Спор между Томпсоном и Андерсоном, оба из которых заявляли себя марксистами, вновь заставляет поставить давний вопрос о марксистской историографии.

Что значит быть историком-марксистом?

Насколько историк-марксист может становиться «ревизионистом», скажем, в отношении материалистической концепции истории, и при этом остаться марксистом? В какой степени нужно принимать марксизм в расчет для понимания и оценки их трудов? Одним словом, в чем состоит их марксизм, каковы степени его релевантности?

Чтобы ответить на эти вопросы должным образом, нам пришлось бы написать целую книгу. Но на некоторые из этих вопросов, прямо или косвенно, ответили сами истории-марксисты, которые настаивали на том, что их марксизм всегда релевантен, что они не просто историки, а историки-марксисты. Немарксист, считающий, что исторический труд должен оцениваться по его внутренним качествам, а не через сравнение с какой-то внеположной теорией или философией, с этим не согласится! Наиболее суровая критика марксистской историографии исходит от сторонников скрупулезных эмпирических исследований, настаивающих на анализе специфики каждого источника и каждого факта, строгости по отношению к допущениям и осторожности обобщений [65]. Некоторые из этих критиков даже не хотят принимать марксизм в расчет в своих исследованиях, решив, что это не имеет отношения к делу, а только к личным счетам в науке, вроде аргумента ad hominem.

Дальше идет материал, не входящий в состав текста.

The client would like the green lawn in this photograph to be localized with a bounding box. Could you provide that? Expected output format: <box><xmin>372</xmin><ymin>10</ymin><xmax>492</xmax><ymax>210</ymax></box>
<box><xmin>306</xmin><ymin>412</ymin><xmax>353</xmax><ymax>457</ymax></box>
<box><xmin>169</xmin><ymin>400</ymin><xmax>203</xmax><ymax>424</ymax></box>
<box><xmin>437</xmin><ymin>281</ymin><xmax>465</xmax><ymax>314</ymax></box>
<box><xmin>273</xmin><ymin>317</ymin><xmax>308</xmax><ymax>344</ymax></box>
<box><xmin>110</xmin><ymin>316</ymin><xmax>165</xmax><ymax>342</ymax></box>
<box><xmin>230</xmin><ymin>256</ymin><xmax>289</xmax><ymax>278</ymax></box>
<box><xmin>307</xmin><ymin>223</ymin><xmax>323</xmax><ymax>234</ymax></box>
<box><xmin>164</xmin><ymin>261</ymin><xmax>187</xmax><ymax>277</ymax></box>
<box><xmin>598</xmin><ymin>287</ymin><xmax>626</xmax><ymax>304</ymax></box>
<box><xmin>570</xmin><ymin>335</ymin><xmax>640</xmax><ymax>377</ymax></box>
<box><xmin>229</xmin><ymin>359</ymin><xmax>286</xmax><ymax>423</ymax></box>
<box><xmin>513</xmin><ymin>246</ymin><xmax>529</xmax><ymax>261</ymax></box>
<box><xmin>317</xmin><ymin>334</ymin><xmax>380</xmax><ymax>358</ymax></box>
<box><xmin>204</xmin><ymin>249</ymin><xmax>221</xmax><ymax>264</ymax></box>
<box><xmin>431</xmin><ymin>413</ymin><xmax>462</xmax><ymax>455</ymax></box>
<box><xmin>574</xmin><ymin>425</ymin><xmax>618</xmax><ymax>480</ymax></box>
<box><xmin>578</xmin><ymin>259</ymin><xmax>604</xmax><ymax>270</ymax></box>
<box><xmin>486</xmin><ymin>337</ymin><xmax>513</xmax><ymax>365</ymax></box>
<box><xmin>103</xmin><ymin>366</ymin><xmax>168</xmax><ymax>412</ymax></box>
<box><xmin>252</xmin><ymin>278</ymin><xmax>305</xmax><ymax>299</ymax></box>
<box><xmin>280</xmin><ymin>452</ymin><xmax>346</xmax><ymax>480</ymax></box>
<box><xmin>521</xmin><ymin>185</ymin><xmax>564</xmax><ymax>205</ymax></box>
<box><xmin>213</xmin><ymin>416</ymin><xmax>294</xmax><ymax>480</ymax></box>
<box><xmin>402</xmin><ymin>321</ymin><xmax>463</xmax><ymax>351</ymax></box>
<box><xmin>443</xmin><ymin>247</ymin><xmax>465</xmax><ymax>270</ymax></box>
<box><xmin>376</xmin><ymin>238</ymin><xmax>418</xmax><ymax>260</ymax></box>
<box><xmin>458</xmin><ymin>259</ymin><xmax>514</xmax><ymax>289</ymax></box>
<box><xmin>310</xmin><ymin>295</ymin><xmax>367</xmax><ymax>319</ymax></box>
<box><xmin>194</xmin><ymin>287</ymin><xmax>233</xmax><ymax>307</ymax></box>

Дж. Хекстер, переиздавая пространную и уничтожающую критику «Изменчивости и непрерывности в Англии XVII века» Хилла, убрал единственную отсылку к марксизму в скобках на том основании, что это «не имеет отношения к делу» и «неблагородно», потому что критика Хилла как историка никак не должна зависеть от того, «какой философии истории придерживается исследователь». Разлитая по книге «философия истории» может считаться просто ошибкой в «раскладке папок», тогда как в каждой папке лежат «правильные» категории и факты: главное, не нужно, чтобы эти папки были свалены вперемешку. Несколькими страницами ниже Хекстер замечает: «Здесь речь должна идти не о каузальной ошибке, не об ошибке в цитате или в понимании, что может случиться с каждым из нас, но о систематической и симптоматической ошибке, которая связана с постоянным смещением взгляда, привыкшего иметь дело с источниками» [66]. Итак, ошибка оказывается систематической и вошедшей в привычку как отражение системы и привычек мысли, иначе говоря, отражение идеологии, а не способа систематизации «папок». Поэтому нет ничего неприличного или нерелевантного в том, чтобы в ходе серьезного анализа книги вспомнить о значении для нее марксизма; тем более что сам автор говорил, что считает «марксистскую концепцию буржуазной революции… наиболее надежной моделью понимания Английской революции» [67].

Общая идея здесь в том, что если мы считаем, что рассматривать «основополагающую философию» марксизма не следует при анализе исторического сочинения, это пойдет вразрез с самим марксизмом, который требует принимать со всей серьезностью именно идеологические предпосылки работы историка. Действительно ли историку позволительно пренебрегать теми теориями, той философией, которую он сам призвал для подкрепления своих выводов? Ведь каждый из изучаемых нами историков цитировал, и иногда весьма обильно, Маркса, Энгельса, Ленина и, в ранних работах, Сталина. Одним из счастливых побочных достижений недавней публикации мемуаров является освобождение нас от обязательства говорить об этих историках так, как будто они не были марксистами, а были просто выдающимися историками. Если они сами считали марксизм сердцевиной своих исследований, если они считали важным определять себя как марксистов, то почему мы не должны этого совершать?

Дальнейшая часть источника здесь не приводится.